We  do not consider that showing that our existentially-orientated approach has the same outcome as CBT in alleviating symptoms will do anything more than perpetuate this kind of symptom orientated thinking.  We accept that many clients do want relief from distress, anxiety, or depression, and that it is important that they receive it.  But their needs are increasingly the focus of psychotherapy services development.  

We are much more concerned about the neglected group of unhappy people who manage from day to day, but whose lives lack meaning or purpose, and who use over-eating, alcohol, smoking or other quick fixes to try to give themselves a brief sense of wellbeing which otherwise they rarely experiene.  We want to focus on improving wellbeing, and not just on ameliorating symptoms.  We think that the existential approach is the way to do this, but we have an open mind.  We want to test this hypothesis.

The first IRNET project will therefore be a study of the clients of existential practitioners to see if, in the estimation of the clients and of the therapists, their well being is increased as a result of completing the therapy, and if this amounts to more than a relief of symptoms.

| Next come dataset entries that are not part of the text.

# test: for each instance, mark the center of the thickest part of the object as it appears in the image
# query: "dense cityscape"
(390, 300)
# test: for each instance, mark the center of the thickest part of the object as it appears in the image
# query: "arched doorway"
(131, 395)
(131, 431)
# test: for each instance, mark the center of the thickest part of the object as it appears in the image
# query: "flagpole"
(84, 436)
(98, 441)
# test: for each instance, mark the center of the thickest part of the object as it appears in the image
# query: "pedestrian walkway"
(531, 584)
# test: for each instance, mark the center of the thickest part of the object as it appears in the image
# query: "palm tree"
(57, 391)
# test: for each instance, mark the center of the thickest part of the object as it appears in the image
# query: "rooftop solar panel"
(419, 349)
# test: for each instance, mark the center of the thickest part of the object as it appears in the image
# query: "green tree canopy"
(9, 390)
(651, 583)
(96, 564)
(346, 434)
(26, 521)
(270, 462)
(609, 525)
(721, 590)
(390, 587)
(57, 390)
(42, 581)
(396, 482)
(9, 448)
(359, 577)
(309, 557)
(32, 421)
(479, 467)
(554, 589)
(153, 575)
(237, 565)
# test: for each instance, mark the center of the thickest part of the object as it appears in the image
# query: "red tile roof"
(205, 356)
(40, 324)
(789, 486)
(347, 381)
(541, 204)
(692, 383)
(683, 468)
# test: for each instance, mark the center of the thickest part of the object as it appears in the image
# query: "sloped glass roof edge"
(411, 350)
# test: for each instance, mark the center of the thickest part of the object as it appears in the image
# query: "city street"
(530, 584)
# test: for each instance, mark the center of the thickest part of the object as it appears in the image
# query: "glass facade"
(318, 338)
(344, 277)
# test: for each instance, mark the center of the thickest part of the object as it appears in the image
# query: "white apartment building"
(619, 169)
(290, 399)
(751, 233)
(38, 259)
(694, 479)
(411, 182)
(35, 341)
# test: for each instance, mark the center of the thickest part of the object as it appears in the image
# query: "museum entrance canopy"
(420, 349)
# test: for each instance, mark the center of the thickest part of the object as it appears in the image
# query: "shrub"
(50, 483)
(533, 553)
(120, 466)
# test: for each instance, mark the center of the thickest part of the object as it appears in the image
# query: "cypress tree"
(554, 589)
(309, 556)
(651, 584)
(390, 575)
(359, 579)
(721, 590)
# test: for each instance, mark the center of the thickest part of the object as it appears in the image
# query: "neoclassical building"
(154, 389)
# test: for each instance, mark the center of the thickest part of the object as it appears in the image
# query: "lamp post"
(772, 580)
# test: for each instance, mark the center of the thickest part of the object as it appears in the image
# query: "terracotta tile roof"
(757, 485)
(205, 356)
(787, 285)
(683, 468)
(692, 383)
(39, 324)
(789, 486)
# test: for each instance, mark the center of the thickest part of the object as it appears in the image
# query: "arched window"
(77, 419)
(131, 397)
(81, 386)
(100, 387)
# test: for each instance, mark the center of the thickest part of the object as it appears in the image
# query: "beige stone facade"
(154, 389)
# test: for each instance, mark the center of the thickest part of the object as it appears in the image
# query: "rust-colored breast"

We have devised a short before and after test of this, which can be completed by a client online.  We hope to recruit a substantial number of clients in this project, so that our results have statistical significance, and cannot just be put down to chance by people who scrutinize them.

 

You can try the questionnaire yourself, or request your clients do so, by clicking on this IRNET google survey. Let us know what you think by email or other means

 

An introduction to the existential therapy research project

 

We want to deepen and extend outcome research in psychotherapy from the purely symptom orientated in order to make it more relevant to therapies like existential therapy. We want to find out about the effects of therapy on life problems, concerns, and dilemmas that bring many people to therapy in the first place and away from a focus on uplifting the mood or improving sleep and concentration that symptom-orientated therapies target.

 

Despite a long history and presence in the field of psychotherapy, the existential approach today still remains relatively unknown. We believe that it is possible to improve this state of affairs. In order for existential therapy to become more visible, recognized and in demand among the public, policy makers and other practitioner-researchers, it is necessary for existential therapists and researchers to start making use of  quantitative outcome measures and studies to a larger extent than has previously been the case. We believe that it is entirely possible to do good and solid quantitative research while still remaining true to the values and unique vision of existential psychotherapy.

 

The aim of the current research project

 

Answering our questions about the long-term impact of existential therapy requires us to have the appropriate research tools and measures. We want to gather information about how clients feel and how they assess their lives at the beginning of therapy, and then at intervals thereafter. As a first step, we have created a questionnaire that we hope will be useful for existential therapists and their clients. The questionnaire asks questions about anxiety, depression, spirituality and well-being.

 

In order to find out if our questionnaire actually is an appropriate and useful tool for capturing the process of existential therapy, we need existential therapists to use it in practice with their clients. Our hope is that clients in existential therapy are willing to fill in the questionnaire, thus providing information and feedback to their therapists that can be of immediate use in improving and deepening the therapeutic process.  Hopefully the information from the questionnaire will assist therapists in telling whether they are doing what they should be doing and how well they are doing it, while at the same time giving us an idea of the questionnaires suitability and accuracy as a research tool.